Bartimaeus is a djinn who is summoned by a young magician Nathaniel to steal the Amulet of Samarkand, a legendary artifact which is in the possession of a powerful magician Simon Lovelace. The theft of the amulet has unfortunate repercussions, as Nathaniel and Bartimaeus have to escape scheming magicians, powerful djinns and the mysterious Resistance to thwart Lovelace.
This was a fantastic book, just perfect for my taste. The writing is crisp, the story fast-paced and I had a lot of fun reading it. It is a contest of wits between Nathaniel and Bartimaeus, and each does his utmost to get the upper hand over the other. Stroud creates this magical universe where magicians, assisted by the spirits they summon, control England. But these magicians aren’t always the good guys; they are conniving, power-hungry people who treat their spirits like slaves.
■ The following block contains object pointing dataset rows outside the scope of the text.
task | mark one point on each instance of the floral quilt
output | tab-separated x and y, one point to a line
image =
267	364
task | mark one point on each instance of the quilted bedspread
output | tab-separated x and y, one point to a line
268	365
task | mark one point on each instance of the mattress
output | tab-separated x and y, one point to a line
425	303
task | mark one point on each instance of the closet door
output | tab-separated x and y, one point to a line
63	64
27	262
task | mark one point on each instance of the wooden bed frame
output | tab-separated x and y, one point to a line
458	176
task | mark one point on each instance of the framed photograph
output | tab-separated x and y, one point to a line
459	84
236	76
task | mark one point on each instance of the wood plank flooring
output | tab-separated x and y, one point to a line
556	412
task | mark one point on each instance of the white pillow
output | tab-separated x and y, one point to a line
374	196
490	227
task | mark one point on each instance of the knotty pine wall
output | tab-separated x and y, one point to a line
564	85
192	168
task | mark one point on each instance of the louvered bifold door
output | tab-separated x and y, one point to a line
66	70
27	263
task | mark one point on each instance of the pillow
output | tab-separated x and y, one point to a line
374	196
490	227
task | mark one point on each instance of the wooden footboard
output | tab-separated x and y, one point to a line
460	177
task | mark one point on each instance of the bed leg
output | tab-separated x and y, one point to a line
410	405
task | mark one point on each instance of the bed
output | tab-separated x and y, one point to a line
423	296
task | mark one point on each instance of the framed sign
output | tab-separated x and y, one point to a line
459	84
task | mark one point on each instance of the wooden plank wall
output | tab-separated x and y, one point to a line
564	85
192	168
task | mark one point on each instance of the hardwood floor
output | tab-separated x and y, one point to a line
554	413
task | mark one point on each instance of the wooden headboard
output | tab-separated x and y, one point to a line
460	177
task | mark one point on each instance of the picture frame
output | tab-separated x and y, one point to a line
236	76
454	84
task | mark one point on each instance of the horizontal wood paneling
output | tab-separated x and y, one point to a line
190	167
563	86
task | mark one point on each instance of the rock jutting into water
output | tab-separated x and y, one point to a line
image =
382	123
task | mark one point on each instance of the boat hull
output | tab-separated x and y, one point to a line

Bartimaeus is a wonderful character, a sarcastic djinn who resents the task he is summoned for and tries every way he can to get out of it. Stroud includes many footnotes in Bartimaeus narrative, which help the reader get an idea of the settings of the story. Most of the footnotes are snarky asides, which will keep you in stitches.
When you've helped construct several of the world's most majestic buildings, and in some instances given pretty useful tips to the architects concerned, a second-rate Victorian mansion in the Gothic style doesn't exactly wet your whistle. You know the kind of thing: lots of twiddly bits and turrets. It was surrounded by a wide expanse of lawn, on which peacocks and wallabies were decoratively scattered.
 Not that my advice was always taken: check out the Leaning Tower of Pisa.
 Not a good enough description for you? Well, I was only trying to move the story on. Heddleham Hall was a great rectangular pile with stubby north—south wings, plenty of tall, arched windows, two stories, high sloping gables, a surfeit of brick chimneys, ornate tracery that amounted to the Baroque, faux-battlements above the main door, high vaulted ceilings (heavily groined), sundry gargoyles (likewise) and all constructed from a creamy-brown stone that looked attractive in moderation but en masse made everything blur like a big block of melting fudge.
 So decoratively that I wondered if their feet had been glued in position.
If you love fantasy, you can’t afford to miss this.